Non-limiting examples of constraints of an input stage template can include: a device—group association constraint for all of circuit objects O1–O5; a device—symmetry constraint for circuit objects O1 and O2; a device—self—symmetry constraint for circuit object O5; a device—symmetry constraint for circuit objects O3 and O4; a conductor network—symmetry constraint for each conductor connecting circuit objects O1–O4; a pin—symmetry constraint for each circuit object in the form of an input pin; device—variant generator constraint for selecting an appropriate one of a plurality of available software routines for generating a desired variant of the configuration of each circuit object of each pair of circuit objects (O1, O2) and (O3 , O4); a device—variant matching constraint for circuit objects O3 and O4; and a device—orientation matching constraint for circuit objects O3 and O4.

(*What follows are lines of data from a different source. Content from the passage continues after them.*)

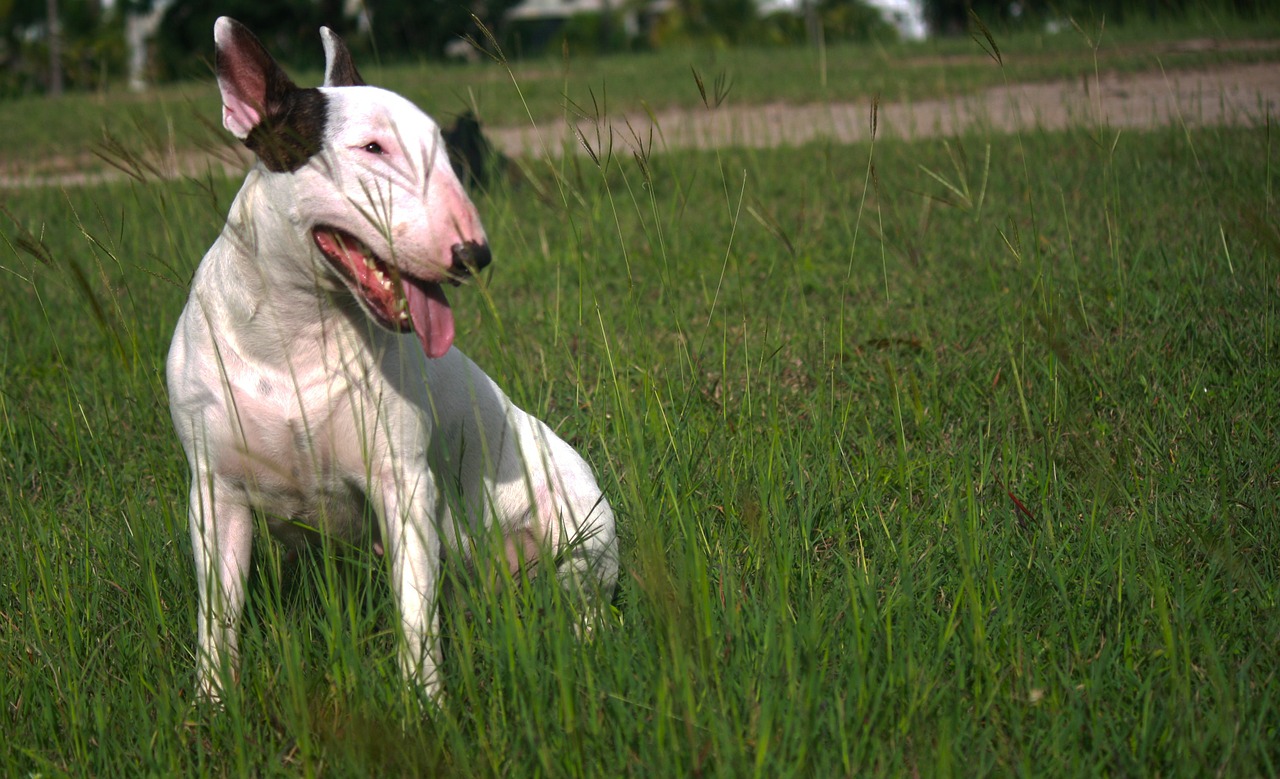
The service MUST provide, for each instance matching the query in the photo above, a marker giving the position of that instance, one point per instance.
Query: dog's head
(365, 173)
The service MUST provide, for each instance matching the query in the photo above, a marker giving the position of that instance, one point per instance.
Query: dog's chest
(297, 448)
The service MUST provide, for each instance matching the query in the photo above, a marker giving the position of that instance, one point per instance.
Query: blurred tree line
(85, 44)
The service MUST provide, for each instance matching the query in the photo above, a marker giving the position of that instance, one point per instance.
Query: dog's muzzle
(469, 257)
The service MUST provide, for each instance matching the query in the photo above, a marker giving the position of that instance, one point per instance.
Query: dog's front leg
(222, 536)
(414, 551)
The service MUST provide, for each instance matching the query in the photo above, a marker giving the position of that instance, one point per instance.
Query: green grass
(941, 457)
(184, 117)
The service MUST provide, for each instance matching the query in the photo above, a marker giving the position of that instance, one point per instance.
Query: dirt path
(1235, 95)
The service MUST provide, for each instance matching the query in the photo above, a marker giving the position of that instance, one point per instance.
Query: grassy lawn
(184, 117)
(951, 457)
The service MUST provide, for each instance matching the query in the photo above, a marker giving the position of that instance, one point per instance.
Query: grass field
(951, 457)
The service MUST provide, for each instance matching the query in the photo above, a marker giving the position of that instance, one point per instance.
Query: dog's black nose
(470, 257)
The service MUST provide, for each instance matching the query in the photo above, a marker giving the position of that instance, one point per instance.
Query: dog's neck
(279, 301)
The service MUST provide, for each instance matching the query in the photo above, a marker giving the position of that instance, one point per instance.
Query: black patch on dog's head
(292, 128)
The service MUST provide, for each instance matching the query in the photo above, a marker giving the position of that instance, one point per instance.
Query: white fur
(291, 402)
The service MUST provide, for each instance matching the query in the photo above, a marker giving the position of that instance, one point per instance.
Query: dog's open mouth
(396, 299)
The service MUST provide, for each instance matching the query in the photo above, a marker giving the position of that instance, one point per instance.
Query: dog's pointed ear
(339, 69)
(251, 82)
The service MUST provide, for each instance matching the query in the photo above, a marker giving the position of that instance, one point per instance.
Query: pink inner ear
(242, 76)
(243, 94)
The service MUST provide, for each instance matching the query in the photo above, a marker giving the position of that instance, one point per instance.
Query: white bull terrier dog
(312, 375)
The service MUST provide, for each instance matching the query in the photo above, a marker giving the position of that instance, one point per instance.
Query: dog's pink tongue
(433, 319)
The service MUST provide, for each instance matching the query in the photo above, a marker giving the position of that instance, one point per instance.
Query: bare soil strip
(1240, 95)
(1235, 95)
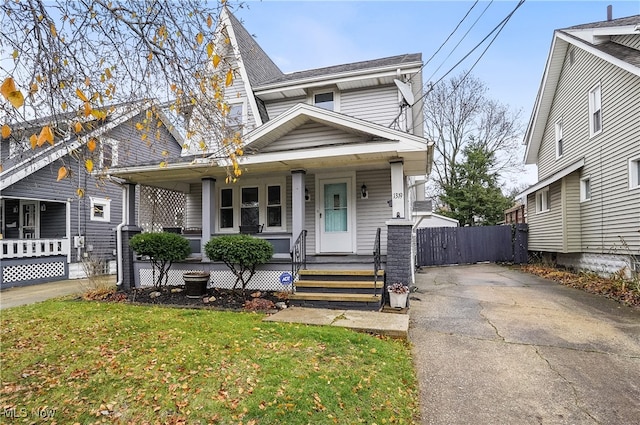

Non-limiting examples of constraints for a current source template can include: a device—parameter matching constraint for matching one or more parameters, such as gain, length, width, etc., of two or more circuit objects; a device—variant generator constraint for selecting an appropriate software routine for generating a desired variant of the configuration of a circuit object; a device—orientation constraint for determining an orientation of a circuit object; and, optionally, a device—variant matching constraint, if and only if a perfect match is required between a pair of circuit objects.
Non-limiting examples of constraints associated with a symmetrical wiring template can include: a conductor network—priority constraint for establishing which one of a plurality of circuit objects in the form of conductor networks are to be routed first; a conductor network—symmetry constraint for establishing symmetry between pairs of circuit objects in the form of conductor networks; a conductor network—conductor network crossing constraint for establishing how circuit objects in the form of conductors of two or more conductor networks cross; an optional conductor network—crosstalk constraint for establishing the level of crosstalk between circuit objects in the form of conductors of one or more conductor networks; and, optionally, a pin—symmetry constraint for establishing symmetry between pairs of circuit objects in the form of pins.
The foregoing non-limiting examples of constraints for an input stage template, a current source template and a symmetrical wiring template are not to be construed as limiting the invention since the number and types of templates utilized with each circuit will be determined by the circuit structures of the circuit.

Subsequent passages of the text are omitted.